第13話 天使たちの家 2/3
ドタバタドタバタ。
頬が赤くなるのを感じながら考え事をしていたら、家の中から沢山の足音が聞こえてきた。
「あっ、ホントに咲ちゃんじゃん!」
「漸く来てくれた」
「咲ちゃーん、待ってたよ」
オルニアスちゃんが元気よく玄関口に出てきて、その後ろでグザファンちゃんが微笑んでいて、ウァサゴちゃんが手を振ってくれてる。
もう彼女たちはアイドルじゃないのに、ただのファンでしかない私のことを、こんなにも歓迎してくれるなんて。
それだけで嬉しくって、堪えていた涙がついに零れ落ちた。
「ありゃりゃ、咲ちゃん泣いちゃった」
「誰よ泣かせたの」
「ボクじゃない」
「ちっ、違うんです」
何故か言い争いを始めた3人に、慌てて否定する。
「みんなはもうアイドルじゃないのに……一般人に戻ったのに、あの頃みたいに私に優しくしてくれたのが嬉しくって」
涙を見られたくなくってゴシゴシと目を擦っていたら、
「そんな寂しいこと言わないで。
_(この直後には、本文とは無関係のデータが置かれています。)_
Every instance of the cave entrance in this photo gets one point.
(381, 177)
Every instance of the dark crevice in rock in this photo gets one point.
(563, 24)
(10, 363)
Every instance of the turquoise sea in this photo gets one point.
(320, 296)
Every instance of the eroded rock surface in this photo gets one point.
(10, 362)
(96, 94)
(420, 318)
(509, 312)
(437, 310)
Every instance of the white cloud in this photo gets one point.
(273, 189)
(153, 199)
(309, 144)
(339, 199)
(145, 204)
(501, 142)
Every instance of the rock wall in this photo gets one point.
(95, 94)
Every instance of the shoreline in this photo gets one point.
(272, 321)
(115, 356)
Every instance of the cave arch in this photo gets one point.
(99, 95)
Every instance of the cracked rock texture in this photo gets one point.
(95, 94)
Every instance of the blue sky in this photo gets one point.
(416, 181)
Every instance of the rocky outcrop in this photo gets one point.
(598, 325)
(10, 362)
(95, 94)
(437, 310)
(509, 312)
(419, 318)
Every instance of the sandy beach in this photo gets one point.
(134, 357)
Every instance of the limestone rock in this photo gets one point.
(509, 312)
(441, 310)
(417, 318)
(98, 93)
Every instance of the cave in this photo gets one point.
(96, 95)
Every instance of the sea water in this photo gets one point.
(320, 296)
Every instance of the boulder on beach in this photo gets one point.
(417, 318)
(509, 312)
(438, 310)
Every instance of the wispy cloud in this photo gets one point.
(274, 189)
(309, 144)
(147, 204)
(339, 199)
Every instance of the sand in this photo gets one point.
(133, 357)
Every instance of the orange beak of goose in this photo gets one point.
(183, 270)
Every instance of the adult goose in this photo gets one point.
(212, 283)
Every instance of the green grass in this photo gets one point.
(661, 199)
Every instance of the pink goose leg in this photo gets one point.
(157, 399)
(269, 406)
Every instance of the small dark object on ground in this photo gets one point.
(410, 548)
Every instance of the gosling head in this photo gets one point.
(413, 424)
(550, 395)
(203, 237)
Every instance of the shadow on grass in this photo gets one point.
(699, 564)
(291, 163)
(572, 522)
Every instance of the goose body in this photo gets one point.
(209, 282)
私たち、ずっと咲ちゃんに会いたかったんだから」
いつの間にか姿を消していたラハシュちゃんが、タオルを片手に現れた。
「そうだよ。ねえ、アザたちの言葉が信じられない?」
手を繋いだまま、アザちゃんが首を少し傾けて私に微笑んだ。
あぐっ。
引退してもあざとさは健在。
何度見ても慣れない、彼女の愛嬌。